Some other major reasons I want to do this:
- I'm already SO close! As I look back at my transcript, I only have four more courses remaining.
- There's a huge 'finish what you started' component. This is a life value that was instilled in me, and that I would like to pass on to Eli.
- A little bit of pride. It would feel nice to hang a master's diploma up in my office. (My brother Jacob is currently working on his MBA, so I just need to finish before he does!) :)
- A little bit of school pride. I think it would also be great for me and for UNT for me to be an alumnus rather than just an attendee.

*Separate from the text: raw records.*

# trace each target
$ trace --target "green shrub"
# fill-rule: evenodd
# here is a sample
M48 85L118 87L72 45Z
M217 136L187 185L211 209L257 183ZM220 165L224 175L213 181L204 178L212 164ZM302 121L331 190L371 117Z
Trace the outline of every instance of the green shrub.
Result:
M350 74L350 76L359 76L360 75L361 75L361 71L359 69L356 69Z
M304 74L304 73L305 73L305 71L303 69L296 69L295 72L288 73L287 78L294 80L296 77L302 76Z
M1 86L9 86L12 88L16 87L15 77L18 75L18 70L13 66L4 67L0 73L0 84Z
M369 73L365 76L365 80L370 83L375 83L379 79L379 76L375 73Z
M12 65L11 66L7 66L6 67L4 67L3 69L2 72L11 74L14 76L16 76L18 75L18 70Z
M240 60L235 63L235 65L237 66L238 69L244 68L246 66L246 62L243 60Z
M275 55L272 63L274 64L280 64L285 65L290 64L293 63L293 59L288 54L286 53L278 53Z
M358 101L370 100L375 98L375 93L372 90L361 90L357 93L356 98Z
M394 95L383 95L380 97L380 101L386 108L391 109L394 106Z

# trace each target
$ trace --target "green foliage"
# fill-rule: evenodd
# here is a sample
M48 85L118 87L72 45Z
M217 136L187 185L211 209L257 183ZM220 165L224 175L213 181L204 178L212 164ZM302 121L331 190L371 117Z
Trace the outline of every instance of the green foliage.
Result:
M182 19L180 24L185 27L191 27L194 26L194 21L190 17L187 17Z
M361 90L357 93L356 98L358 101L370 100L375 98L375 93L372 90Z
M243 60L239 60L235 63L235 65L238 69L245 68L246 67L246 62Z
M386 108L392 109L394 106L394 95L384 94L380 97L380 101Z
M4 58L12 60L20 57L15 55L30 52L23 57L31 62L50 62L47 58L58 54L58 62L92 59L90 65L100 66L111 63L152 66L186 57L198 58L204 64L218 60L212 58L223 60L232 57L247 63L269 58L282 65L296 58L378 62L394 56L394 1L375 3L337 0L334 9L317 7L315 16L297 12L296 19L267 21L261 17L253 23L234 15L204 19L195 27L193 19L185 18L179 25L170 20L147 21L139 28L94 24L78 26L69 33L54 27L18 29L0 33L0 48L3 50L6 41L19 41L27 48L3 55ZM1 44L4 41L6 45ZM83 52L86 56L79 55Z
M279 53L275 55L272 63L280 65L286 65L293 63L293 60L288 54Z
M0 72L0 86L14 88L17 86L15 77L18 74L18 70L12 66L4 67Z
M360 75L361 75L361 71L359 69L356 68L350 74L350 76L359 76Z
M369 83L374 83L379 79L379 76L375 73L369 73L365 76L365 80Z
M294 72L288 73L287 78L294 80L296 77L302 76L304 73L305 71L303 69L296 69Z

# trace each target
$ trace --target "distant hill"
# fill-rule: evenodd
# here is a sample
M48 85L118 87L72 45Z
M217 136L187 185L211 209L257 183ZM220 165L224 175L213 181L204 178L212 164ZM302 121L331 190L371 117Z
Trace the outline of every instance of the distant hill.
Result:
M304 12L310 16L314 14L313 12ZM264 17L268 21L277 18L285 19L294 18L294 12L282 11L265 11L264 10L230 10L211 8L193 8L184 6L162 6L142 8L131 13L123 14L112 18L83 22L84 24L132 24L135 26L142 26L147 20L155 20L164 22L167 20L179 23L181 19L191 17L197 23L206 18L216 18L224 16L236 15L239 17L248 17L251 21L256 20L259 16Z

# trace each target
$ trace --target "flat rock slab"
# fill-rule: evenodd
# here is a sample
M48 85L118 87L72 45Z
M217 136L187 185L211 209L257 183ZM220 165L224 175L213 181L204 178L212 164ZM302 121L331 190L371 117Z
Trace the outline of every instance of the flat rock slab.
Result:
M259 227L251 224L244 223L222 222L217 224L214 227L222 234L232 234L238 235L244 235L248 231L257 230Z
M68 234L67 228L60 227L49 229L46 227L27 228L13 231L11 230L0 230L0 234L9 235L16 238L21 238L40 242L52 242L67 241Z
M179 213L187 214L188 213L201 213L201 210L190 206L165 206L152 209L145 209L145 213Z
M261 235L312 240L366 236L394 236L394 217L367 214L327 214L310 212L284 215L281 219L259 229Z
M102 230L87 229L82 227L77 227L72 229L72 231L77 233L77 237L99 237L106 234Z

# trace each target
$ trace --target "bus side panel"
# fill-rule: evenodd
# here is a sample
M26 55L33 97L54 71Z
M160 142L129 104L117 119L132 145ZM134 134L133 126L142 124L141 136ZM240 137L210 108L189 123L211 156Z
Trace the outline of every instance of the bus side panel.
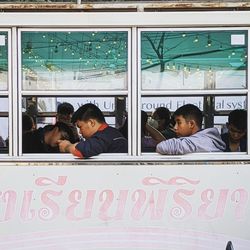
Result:
M250 249L248 165L0 167L0 249Z

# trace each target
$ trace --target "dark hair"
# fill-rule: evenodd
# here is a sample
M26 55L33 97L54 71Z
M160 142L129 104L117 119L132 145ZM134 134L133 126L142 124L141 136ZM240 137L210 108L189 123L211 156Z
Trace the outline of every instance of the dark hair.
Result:
M100 123L105 122L102 111L94 104L87 103L81 106L72 116L72 123L77 121L87 121L89 119L95 119Z
M247 129L247 111L244 109L235 109L229 113L228 123L239 130Z
M202 112L197 106L193 104L183 105L174 112L174 116L179 115L182 115L186 120L194 120L196 125L201 128Z
M59 132L61 133L61 140L68 140L71 143L75 143L75 136L74 133L72 131L72 129L64 122L57 122L54 125L46 125L44 127L44 131L46 133L46 131L51 131L54 128L58 128Z
M60 103L57 106L57 114L71 115L73 113L74 113L74 107L68 102Z
M165 126L169 125L171 113L170 113L168 108L166 108L166 107L158 107L155 110L154 114L157 114L159 119L161 119L161 120L164 119L165 120Z
M146 132L146 123L148 121L148 114L145 111L141 111L141 132L145 134Z
M23 126L23 132L32 130L34 126L33 118L30 115L23 113L22 114L22 126Z

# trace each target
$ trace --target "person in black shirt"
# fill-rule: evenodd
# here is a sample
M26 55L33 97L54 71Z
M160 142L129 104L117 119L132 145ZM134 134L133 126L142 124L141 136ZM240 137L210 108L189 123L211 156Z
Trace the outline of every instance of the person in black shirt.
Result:
M60 153L58 140L74 143L74 135L63 122L23 133L23 153Z

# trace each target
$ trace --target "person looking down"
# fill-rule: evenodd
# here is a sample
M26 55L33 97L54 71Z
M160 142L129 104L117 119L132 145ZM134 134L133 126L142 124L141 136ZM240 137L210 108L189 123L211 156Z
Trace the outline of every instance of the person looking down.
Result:
M59 140L61 152L70 152L80 158L89 158L101 153L127 153L127 139L118 129L110 127L102 111L94 104L81 106L72 117L84 140L72 144L67 140Z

So, how do I accomplish this goal? Well, first off, with a lot of help and cooperation from the UNT College of Music. I began discussing this idea with Vern Kagarice (my trombone teacher at UNT) several months ago, and he put me in touch with Dr. Warren Henry, who is a high-ranking administrator in the College of Music. As luck would have it, Dr. Henry, who is also a Professor of Music Education, had planned a visit to Austria in late October. He brought 20 UNT music education majors to visit the Orff Institute in Salzburg, and then they came over to Vienna to sightsee.

The whole group had tickets to an opera I was playing, so I met with Dr. Henry beforehand and discussed how exactly I might be able to finish my degree while living abroad. We worked it out so that I will complete special projects on my own time, working under the supervision of several UNT professors, and each special project will then count as one of my remaining courses. I could not do this without the help of Dr. Henry, as he is able to cut through most of the red tape so that I don't have to try and deal with it from another country. I am planning on doing two classes this Spring semester and two more next Summer.

I really enjoyed spending some time with Dr. Henry and the UNT students. I got to meet them all after the performance of Salome, and I invited them to watch one of our Philharmonic rehearsals on the third day they were here. I think they really enjoyed it. I remember in particular a couple horn students that I watched melt in their seats every time our horn section played something awesome.

Me and Dr. Henry at the Musikverein

With the students at the opera.
No, we don't have malformed hands. That's the UNT Eagle Claw!

I actually registered for my first two classes today, so I guess it's official. I'm a college student again! I'll keep you all posted on my progress, and by this time next year I'll be a North Texas grad!